Bringing in the New Year with Foie Gras


According to Le Figaro newspaper, 3/4 of the foie gras sold in France is sold to celebrate New Years. It is the traditional holiday offering. While the French have cut back on wine drinking apparently eating foie gras is up 16 per cent from last year (at least during the holidays). After all, you have the entire year to put good intentions to practice. All the good news regarding foie gras sales arrives in spite of two setbacks in the American and Chinese markets. The practice of force feeding geese (called ‘le gavage’) has caused an American reaction including the making the sale of foie gras illegal in some places such as Chicago ( and perhaps by 2012 in California).
In China, it is not a question of posturing as saviours of geese, but healthy competition. Foie gras is now being produced outside of Shanghai with imported French geese.
Should it be the government’s role to decide about how food arrives at your table — if we begin looking at the cruel practices of slaughtering you might just as well end up being vegetarian. Not a bad thought.

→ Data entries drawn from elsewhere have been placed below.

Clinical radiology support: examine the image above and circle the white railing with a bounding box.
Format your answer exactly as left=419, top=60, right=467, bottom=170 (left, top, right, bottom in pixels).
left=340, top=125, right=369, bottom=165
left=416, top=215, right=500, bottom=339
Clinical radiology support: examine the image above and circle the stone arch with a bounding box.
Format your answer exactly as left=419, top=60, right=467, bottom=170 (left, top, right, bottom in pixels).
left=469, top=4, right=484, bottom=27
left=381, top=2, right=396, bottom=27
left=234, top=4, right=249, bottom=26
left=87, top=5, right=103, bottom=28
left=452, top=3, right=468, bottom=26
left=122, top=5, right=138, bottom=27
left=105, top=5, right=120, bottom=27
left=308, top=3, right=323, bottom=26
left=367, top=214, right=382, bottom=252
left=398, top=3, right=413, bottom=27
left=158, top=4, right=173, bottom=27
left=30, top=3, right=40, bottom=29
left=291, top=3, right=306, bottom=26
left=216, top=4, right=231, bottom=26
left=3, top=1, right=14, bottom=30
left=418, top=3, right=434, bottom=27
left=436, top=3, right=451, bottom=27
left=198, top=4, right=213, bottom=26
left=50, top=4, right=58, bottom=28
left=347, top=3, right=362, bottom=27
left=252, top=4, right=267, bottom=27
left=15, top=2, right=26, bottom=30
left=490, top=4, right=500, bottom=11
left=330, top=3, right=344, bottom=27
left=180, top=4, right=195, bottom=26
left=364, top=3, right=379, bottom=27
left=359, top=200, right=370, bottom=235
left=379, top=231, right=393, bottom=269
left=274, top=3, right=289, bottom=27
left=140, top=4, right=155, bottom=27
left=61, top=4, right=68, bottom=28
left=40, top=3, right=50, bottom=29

One of the issues not menioned in Le Figaro article is the use of hormones to increase the livers of geese – this, of course, is just local hearsay if you happen to be in the local Perigord region – as we were staying at a bed and breakfast of a farmer who was talking about the geese farm at the bottom of the hill. We had asked about the horrid smell at the bottom of the hill. “You know they use hormones there,” are B&B host said. But this is only heresay. None of this has stopped me from enjoying foie gras. Maybe my new year’s resolution for 2007 will be to quit eating foie gras (after New Year’s until New Year’s 2008).